Além disso, também no DANE, em julho de 2020, a taxa de desemprego do país era de 20,2%, 9,5 pp mais que a registada no mesmo mês do ano anterior (10,7%). E a disparidade de desemprego por gênero era mais perceptível, a taxa de desemprego das mulheres era de 26,2% e a dos homens de 16,2%; enquanto, em julho de 2019, essas taxas eram de 13,6% e 8,6%, respectivamente. 

O que acontece com a educação em Medellín durante a pandemia?

O último relatório da Secretaria de Educação de Medellín, datado de 19 de agosto de 2020, indicava que até aquela data havia 8 mil jovens na cidade em risco de abandono escolar. Foram 6.542 alunos, com os quais professores e diretores perderam contato e outros 1.699 que expressaram não querer continuar os estudos durante este ano. 

Em Popular, Santa Cruz, Manrique, Aranjuez, Villa Hermosa, San Javier e Belén encontram-se até 600 jovens dos quais nada sabem em suas respectivas instituições de ensino. Jonn Mario Garavito, reitor do IE José Antonio Galán, em Comuna 3- nos disse que as estratégias da Prefeitura são muito regulares para atingir setores tão afetados por problemas socioeconômicos, como Manrique: este município está em risco de 793 alunos fora da escola. 

Por outro lado, para Manuel López reitor da Instituição de Ensino Eduardo Santos, na Comuna 13 de Medellín, disse que “na cidade não foram implementadas estratégias de nivelamento educacional para quem não podia continuar os estudos. Em Medellín o acompanhamento deve ser completo. É muito irônico que tentemos dar um computador quando não há conexão com a Internet ou quando as famílias estão simplesmente morrendo de fome ou há violência doméstica. Ninguém estuda assim ” 

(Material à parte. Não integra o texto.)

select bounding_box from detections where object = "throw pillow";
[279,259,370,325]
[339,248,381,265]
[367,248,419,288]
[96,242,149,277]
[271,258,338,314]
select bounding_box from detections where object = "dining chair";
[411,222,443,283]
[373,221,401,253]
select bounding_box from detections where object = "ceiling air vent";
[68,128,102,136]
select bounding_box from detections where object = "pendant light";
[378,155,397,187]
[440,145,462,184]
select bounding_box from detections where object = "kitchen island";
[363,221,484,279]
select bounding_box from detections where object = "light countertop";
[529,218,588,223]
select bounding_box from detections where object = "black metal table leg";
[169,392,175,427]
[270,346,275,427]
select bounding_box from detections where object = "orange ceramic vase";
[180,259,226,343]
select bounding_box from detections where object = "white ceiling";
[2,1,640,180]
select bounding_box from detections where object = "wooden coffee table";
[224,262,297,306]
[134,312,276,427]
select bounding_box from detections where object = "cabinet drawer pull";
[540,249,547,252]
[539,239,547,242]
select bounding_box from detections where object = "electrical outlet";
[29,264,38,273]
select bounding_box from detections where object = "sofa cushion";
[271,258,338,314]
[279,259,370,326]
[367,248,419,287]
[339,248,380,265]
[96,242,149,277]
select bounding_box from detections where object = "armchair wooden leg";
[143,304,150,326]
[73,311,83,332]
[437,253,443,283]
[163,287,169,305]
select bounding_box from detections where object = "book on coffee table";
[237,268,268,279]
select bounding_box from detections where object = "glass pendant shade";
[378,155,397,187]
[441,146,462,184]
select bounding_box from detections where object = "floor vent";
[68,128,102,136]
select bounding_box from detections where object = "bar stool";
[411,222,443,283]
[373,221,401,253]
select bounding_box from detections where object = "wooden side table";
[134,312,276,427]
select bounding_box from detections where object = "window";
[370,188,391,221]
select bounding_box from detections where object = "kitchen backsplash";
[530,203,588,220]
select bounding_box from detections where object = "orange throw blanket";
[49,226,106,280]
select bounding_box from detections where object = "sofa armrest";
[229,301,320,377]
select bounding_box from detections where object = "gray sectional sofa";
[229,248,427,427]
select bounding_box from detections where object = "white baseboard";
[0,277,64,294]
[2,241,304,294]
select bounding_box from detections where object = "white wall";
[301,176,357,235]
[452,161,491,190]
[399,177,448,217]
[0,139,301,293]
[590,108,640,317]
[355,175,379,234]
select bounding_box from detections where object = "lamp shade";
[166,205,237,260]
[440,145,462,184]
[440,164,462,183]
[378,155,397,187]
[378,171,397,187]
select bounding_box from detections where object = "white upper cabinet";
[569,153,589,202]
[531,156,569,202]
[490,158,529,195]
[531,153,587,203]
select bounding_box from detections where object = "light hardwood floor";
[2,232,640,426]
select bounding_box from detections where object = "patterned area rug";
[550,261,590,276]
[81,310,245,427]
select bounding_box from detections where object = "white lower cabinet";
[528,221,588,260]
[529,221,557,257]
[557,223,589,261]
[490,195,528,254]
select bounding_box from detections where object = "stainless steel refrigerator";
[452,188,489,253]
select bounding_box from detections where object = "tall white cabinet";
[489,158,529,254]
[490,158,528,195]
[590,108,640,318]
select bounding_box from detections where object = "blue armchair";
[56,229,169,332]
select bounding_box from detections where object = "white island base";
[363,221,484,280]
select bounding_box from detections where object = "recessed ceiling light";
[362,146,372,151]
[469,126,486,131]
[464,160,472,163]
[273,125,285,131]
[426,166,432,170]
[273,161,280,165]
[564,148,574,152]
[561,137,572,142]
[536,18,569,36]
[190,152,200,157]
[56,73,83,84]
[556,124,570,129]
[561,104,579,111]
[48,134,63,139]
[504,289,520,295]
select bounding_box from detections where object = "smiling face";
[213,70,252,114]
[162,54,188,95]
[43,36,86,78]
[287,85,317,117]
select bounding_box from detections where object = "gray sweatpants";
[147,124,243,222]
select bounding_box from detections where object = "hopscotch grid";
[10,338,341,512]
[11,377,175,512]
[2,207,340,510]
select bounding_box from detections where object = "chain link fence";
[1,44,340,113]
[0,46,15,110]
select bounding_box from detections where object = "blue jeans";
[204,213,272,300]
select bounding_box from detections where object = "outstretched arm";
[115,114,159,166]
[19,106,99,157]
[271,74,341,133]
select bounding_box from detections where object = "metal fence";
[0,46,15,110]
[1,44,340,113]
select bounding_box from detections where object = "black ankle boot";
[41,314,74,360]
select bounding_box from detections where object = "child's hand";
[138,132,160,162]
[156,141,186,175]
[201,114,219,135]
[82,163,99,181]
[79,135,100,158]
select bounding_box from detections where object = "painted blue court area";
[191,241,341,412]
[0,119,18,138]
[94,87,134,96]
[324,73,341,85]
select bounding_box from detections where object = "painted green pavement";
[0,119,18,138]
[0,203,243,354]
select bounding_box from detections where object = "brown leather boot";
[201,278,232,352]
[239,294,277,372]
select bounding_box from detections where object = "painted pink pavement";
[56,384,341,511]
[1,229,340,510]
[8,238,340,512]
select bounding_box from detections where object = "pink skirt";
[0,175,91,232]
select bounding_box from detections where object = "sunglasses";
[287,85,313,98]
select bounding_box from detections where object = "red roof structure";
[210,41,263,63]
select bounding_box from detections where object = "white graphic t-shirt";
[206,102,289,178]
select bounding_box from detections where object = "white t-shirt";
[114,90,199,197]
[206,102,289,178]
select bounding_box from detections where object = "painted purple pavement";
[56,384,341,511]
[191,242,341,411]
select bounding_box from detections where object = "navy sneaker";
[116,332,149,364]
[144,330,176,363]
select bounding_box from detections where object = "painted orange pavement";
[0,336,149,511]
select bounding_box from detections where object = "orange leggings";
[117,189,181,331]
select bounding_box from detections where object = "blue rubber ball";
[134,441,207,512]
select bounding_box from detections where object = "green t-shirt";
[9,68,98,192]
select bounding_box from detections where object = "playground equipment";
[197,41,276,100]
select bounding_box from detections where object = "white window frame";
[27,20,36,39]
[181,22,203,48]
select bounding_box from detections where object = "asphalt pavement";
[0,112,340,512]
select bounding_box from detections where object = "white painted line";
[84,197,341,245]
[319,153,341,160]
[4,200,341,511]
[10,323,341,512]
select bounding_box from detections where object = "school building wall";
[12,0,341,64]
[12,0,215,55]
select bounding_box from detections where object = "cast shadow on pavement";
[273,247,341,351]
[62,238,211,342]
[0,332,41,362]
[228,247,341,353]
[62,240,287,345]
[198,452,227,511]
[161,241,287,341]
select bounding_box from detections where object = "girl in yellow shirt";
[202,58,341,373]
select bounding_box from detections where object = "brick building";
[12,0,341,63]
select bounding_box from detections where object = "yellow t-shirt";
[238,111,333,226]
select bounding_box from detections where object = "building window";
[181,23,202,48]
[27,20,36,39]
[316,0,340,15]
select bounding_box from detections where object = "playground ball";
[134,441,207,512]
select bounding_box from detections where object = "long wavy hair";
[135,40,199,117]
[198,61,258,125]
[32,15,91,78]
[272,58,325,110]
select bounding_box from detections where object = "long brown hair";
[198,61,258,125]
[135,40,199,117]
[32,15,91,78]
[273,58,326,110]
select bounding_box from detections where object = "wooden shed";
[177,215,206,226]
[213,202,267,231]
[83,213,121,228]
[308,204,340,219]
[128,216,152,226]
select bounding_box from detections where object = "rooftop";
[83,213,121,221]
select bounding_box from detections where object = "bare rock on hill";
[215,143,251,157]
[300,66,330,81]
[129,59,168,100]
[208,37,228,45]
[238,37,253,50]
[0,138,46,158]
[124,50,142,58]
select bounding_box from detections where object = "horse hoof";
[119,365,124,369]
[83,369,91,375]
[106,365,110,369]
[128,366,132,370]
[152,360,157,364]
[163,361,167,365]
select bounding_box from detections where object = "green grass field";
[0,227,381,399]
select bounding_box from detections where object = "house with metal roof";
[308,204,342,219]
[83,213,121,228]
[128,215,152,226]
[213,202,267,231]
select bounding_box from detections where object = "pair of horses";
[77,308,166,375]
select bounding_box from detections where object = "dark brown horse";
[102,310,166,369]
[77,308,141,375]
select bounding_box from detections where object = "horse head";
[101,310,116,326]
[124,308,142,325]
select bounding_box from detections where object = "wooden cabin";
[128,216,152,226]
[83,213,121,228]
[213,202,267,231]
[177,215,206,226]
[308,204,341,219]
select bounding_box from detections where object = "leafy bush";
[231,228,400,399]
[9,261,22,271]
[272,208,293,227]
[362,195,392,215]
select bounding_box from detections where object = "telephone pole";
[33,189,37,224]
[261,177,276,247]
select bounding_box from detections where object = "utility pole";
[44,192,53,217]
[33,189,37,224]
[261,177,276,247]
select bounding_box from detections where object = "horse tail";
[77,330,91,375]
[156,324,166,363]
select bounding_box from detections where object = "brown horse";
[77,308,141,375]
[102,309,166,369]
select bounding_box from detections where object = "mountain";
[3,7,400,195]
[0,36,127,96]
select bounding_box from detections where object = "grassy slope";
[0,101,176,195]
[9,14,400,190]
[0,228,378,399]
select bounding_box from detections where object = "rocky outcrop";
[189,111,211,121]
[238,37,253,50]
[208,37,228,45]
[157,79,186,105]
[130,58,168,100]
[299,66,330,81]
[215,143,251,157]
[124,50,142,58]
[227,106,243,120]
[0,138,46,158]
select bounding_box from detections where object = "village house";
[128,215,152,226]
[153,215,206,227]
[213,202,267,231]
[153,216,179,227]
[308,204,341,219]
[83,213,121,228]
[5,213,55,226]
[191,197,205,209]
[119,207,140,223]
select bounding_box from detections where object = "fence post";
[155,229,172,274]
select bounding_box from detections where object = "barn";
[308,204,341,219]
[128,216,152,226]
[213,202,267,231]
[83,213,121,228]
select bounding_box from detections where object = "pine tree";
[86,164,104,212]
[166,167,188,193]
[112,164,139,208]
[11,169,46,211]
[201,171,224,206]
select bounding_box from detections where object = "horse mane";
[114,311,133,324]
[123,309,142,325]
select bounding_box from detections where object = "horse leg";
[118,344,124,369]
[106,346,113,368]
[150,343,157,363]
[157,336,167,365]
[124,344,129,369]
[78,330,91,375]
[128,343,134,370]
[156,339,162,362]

A Administração também apura que 78% dos alunos durante a pandemia utilizaram as Tecnologias da Informação e da Comunicação – TICs em seu processo de formação, ou seja, apenas cerca de 22 em cada 100 alunos em Medellín Eles trabalham com guias físicos, mas para Manuel López Ramírez, reitor de Eduardo Santos, na Comuna 13 mais de 80% de seus meninos e meninas têm acesso a exemplares e outros, para poderem continuar seus estudos, por isso ele enfatiza que não Podemos chamar de educação virtual a comunicação que se tem com os jovens pelo WhatsApp, que é o que se faz nas escolas públicas. 

Aumento da violência de gênero

Na Colômbia, de acordo com dados da Medicina Legal até agora este ano, a violência contra as mulheres aumentou em 47%; Entre janeiro e maio, 16.473 mulheres foram vítimas de violência doméstica, ao mesmo tempo que foram realizados 7.544 exames médicos legais por supostas ofensas sexuais, das quais 6.479 eram menores.

E em Antioquia as coisas não são muito animadoras, porque é o segundo departamento do país com mais feminicídios. Em Medellín, entre janeiro e junho de 2020 – durante o confinamento – foram solicitadas 4.497 medidas de proteção contra a violência doméstica, 74% das vítimas são mulheres; Segundo o secretário de Segurança, nesses mesmos meses foram registrados 503 casos de violência sexual, dos quais 417 vítimas são mulheres; A 123 Woman Line recebeu 8.220 ligações e os incidentes registrados aumentaram mais de 200% em relação a 2019; Segundo o Observatório de Feminicídio da Colômbia, da Rede Feminista Antimilitarista, somente em Medellín ocorreram 16 feminicídios (14 em pandemia) e 4 transfeminicídios. 

Este artigo mostra apenas um pouco da situação a que estão expostas as famílias de baixa renda da cidade, cabe estabelecer que em Medellín a situação das famílias ainda é desanimadora, pois continuam em situação de risco enquanto as administrações agem como se já tivessem o vírus teria acontecido.

Foto: Yurany Alzate

*Acompanhe o trabalho do portal Morada Notícias, de Colômbia.